Analysis of the non-Markov parameter in continuous-time signal processing.

Abstract

The use of statistical complexity metrics has yielded a number of successful methodologies to differentiate and identify signals from complex systems where the underlying dynamics cannot be calculated. The Mori-Zwanzig framework from statistical mechanics forms the basis for the generalized non-Markov parameter (NMP). The NMP has been used to successfully analyze signals in a diverse set of complex systems. In this paper we show that the Mori-Zwanzig framework masks an elegantly simple closed form of the first NMP, which, for C(1) smooth autocorrelation functions, is solely a function of the second moment (spread) and amplitude envelope of the measured power spectrum.
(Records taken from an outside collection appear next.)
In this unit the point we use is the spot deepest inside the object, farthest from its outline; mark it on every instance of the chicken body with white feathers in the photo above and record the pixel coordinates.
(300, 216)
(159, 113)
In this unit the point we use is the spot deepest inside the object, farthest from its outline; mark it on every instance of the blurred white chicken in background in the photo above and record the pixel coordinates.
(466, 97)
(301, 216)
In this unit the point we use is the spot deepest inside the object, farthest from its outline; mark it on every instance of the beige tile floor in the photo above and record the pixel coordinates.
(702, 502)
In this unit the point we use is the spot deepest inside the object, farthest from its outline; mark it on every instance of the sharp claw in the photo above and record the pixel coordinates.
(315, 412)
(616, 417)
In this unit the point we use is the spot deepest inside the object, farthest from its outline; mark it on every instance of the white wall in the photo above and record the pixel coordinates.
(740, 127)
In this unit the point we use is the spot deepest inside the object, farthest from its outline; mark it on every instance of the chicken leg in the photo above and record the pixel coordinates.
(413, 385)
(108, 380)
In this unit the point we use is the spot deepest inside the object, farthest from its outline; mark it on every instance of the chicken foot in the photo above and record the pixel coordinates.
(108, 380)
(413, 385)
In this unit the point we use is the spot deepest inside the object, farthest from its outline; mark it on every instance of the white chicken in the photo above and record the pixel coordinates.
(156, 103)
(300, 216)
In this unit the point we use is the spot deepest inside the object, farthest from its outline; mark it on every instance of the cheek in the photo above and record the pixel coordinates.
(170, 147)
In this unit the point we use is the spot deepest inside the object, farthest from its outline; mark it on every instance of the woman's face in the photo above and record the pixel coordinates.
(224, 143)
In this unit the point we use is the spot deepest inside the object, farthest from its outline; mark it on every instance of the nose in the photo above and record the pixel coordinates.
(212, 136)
We then show that the higher-order NMPs can be constructed in closed form in a modular fashion from the lower-order NMPs. These results provide an alternative, signal processing-based perspective to analyze the NMP, which does not require an understanding of the Mori-Zwanzig generating equations. We analyze the parametric sensitivity of the zero-frequency value of the first NMP, which has been used as a metric to discriminate between states in complex systems. Specifically, we develop closed-form expressions for three instructive systems: band-limited white noise, the output of white noise input to an idealized all-pole filter,f and a simple harmonic oscillator driven by white noise. Analysis of these systems shows a primary sensitivity to the decay rate of the tail of the power spectrum.